Keep cool: c’est la troisième révolution industrielle.

On peut rester sur patron-salauds / patrons-héros, patrons-pigeons / patrons-vautours.

On peut continuer dans l’affect: « On nous aime pas » / « Mais si qu’on vous aime ».

On peut persévérer dans le populisme débile et menacer de faire les fouilles aux 200 familles.

On peut. Ca fatigue pas. Deux variations, trois esclandres, dix coups de com, et on sera en 2017.

On peut aussi poser le problème sérieusement: les entreprises crèent de la richesse mais ne la redistribuent plus.

Je n’ai pas dit: « Il se gavent et nous laissent crever ». Je n’ai pas dit non plus « Remets-t’en à l’auguste charité de ton patron. »

J’ai dit simplement, m’appuyant sur Daniel Cohen et Jeff Chan: les entreprises crèent de la richesse mais ne la redistribuent plus.

Le second, dans Can’t stop, won’t stop, restitue la naissance et surtout le développement du mouvement Hip Hop dans son éco-système reaganien, c’est-à-dire dans la première tentative de relancer les économies frappées par la crise en privilégiant le sommet de la pyramide et en pariant sur un effet douche. Libérées d’une partie de la charge fiscale qui pesaient sur elles, stimulées par le volontarisme en politique internationale… les entreprises allaient pouvoir redistribuer la richesse nouvellement créée. Las! Jamais les inégalités ne se sont autant creusées que dans les deux décennies où l’expérience a été tentée. L’essentiel des richesses produites a été capté par les 10% les plus favorisés de la population.

Dont je ne déduis pas « Les riches au pilori! ». Les patrons, les entreprises les travailleurs sont églament face à un mouvement dont aucun ne porte à lui seul la responsabilité: une troisième révolution industrielle, selon Daniel Cohen.

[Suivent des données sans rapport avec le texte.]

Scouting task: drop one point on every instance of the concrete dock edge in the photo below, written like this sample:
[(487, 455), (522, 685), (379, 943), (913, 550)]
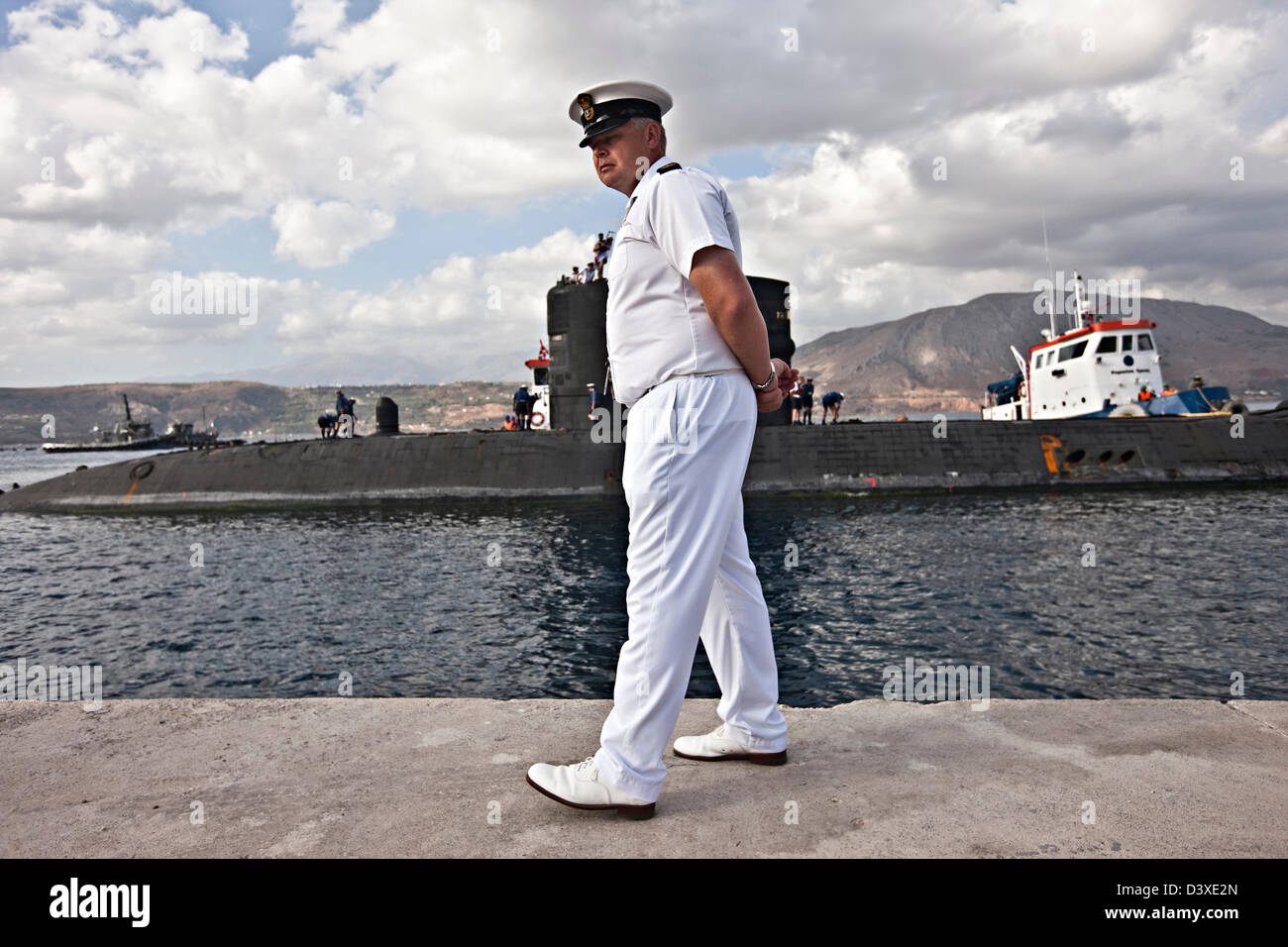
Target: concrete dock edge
[(410, 777)]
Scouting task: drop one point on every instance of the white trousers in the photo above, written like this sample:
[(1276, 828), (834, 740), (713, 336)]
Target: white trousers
[(690, 577)]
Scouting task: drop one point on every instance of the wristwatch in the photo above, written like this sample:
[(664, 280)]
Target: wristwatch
[(773, 372)]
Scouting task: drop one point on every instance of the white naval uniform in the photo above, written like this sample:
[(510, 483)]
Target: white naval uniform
[(688, 441)]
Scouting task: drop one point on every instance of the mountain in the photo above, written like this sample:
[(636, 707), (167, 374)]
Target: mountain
[(940, 360)]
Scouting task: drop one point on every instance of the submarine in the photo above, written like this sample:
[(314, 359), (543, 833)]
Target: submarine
[(570, 455)]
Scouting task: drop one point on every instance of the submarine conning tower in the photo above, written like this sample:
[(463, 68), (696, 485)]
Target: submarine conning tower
[(576, 325)]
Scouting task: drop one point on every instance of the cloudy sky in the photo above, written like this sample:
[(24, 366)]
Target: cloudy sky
[(400, 183)]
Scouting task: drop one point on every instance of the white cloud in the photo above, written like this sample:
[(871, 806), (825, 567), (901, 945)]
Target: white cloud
[(326, 234), (316, 21), (121, 132)]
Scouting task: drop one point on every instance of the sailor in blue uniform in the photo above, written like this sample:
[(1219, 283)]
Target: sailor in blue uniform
[(690, 356)]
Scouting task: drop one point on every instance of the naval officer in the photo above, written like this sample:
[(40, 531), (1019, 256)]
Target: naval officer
[(690, 356)]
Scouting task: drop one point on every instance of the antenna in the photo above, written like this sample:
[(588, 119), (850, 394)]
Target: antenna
[(1051, 270)]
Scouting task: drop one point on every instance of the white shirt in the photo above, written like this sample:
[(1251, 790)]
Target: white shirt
[(657, 322)]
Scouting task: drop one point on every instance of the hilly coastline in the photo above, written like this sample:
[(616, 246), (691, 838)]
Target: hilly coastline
[(938, 360)]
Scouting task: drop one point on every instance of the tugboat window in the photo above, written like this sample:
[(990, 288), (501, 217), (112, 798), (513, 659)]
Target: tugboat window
[(1072, 351)]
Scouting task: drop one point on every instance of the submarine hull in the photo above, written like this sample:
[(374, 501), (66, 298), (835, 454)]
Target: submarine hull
[(872, 458)]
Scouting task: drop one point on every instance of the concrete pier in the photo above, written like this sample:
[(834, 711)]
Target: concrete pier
[(342, 777)]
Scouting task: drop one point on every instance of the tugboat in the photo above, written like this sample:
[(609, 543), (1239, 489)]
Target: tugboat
[(1098, 368), (124, 436), (138, 436)]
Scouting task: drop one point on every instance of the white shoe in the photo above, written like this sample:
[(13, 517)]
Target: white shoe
[(581, 788), (717, 745)]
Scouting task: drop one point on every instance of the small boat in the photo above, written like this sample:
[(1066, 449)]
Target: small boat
[(1098, 368), (138, 436)]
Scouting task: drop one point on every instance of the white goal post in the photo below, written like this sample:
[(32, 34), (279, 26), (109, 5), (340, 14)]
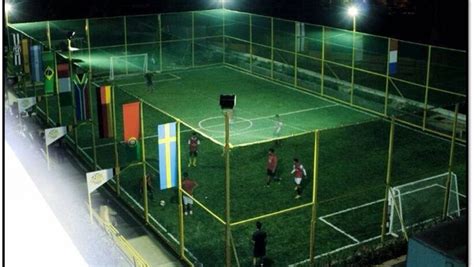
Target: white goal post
[(421, 201), (128, 65)]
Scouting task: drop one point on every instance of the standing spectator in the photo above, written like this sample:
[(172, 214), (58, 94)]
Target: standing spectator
[(272, 163), (149, 81), (299, 173), (259, 241), (188, 185), (193, 143), (277, 129)]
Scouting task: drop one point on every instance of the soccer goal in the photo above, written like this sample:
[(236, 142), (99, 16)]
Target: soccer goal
[(128, 65), (421, 201)]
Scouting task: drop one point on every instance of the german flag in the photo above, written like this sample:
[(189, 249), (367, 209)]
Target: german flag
[(104, 110)]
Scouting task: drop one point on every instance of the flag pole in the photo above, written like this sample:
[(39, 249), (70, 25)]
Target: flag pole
[(145, 183), (47, 152), (89, 87), (76, 145), (90, 206), (180, 194), (117, 167), (57, 88)]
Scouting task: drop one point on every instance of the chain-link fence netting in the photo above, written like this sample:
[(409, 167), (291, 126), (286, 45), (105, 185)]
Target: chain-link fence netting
[(417, 84)]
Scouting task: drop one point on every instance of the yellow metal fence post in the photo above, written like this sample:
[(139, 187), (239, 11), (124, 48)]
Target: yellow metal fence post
[(114, 118), (450, 164), (427, 87), (145, 183), (180, 194), (228, 253), (388, 179), (312, 234), (89, 81), (322, 61)]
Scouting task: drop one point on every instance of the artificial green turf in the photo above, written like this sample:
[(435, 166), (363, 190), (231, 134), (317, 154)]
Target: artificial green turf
[(352, 162)]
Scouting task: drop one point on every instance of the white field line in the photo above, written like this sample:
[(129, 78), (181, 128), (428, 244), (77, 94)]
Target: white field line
[(374, 202), (340, 230), (366, 240), (123, 142), (159, 225), (272, 116), (142, 83)]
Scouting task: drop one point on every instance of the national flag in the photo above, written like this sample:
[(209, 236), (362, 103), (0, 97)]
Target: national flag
[(64, 80), (25, 52), (49, 73), (16, 49), (104, 111), (131, 130), (26, 103), (393, 56), (167, 155), (36, 52), (98, 178), (81, 96), (53, 134)]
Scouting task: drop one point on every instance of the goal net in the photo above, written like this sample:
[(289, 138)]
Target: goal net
[(128, 65), (421, 201)]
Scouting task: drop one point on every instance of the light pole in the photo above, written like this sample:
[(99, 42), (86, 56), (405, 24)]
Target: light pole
[(8, 9), (353, 12)]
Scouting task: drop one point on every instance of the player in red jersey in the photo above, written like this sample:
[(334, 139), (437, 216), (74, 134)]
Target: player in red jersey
[(193, 143), (188, 185), (272, 163), (299, 173)]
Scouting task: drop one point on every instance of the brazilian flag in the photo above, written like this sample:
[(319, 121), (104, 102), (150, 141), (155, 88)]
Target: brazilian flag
[(49, 73)]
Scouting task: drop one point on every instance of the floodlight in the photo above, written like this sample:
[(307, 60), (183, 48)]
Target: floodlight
[(70, 35), (227, 101), (8, 7), (353, 11)]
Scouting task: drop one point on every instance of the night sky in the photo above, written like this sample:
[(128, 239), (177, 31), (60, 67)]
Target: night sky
[(437, 22)]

Ou encore: Ford est mort et enterré. L’usine qui créait de la richesse et la redistribuait n’existe plus. Parce qu’on ne peut plus employer ceux qui, à la charnière du XIXème et du XXème siècle, étaient restés sur le bord de la route et avaient trouvé à revenir dans la dynamique générale d’enrichissement à la faveur de la seconde révolution industrielle. Parce que l’évolution des transports et des techniques de communication, la révolution informatique et la massification internationale de l’enseignement ont créé un mur infranchissable pour de nouveaux outsiders, qu’on les appelle « chômeurs » en Europe ou « working poors » aux Etats-Unis. Parce que lorsque la conjoncture est plus favorable, les richesses se partagent entre ceux qui sont dans le système, et que lorsqu’elle se dégrade, les autres n’y entrent pas pour autant: ils en sont trop éloignés. Moyennant quoi un allègement général de la fiscalité sur les entreprises bénéficie à ceux qui sont dedans et ne fait qu’écarter un peu plus ceux qui sont dehors.

Reste donc à savoir ce qu’on fait des nouveaux Oliver Twist, des Misérables de la troisième Révolution industrielle.

Le budget 2013 dit en somme: l’Etat, par la fiscalité, intervient dans les angles morts des entreprises pour ce qui concerne la redistribution des richesses; il restaure par ailleurs ses marges de manoeuvre pour que les diverses aides à venir permettent une meilleure insertion dans les mécanismes de marché tels qu’ils ont été redéfinis par la troisième révolution industrielle.

Et de ceci, au moins, il me semble qu’on peut sereinement débattre, sans poussées urticantes, sans chantage affectif, sans manipulation de l’information et sans coups médiatiques.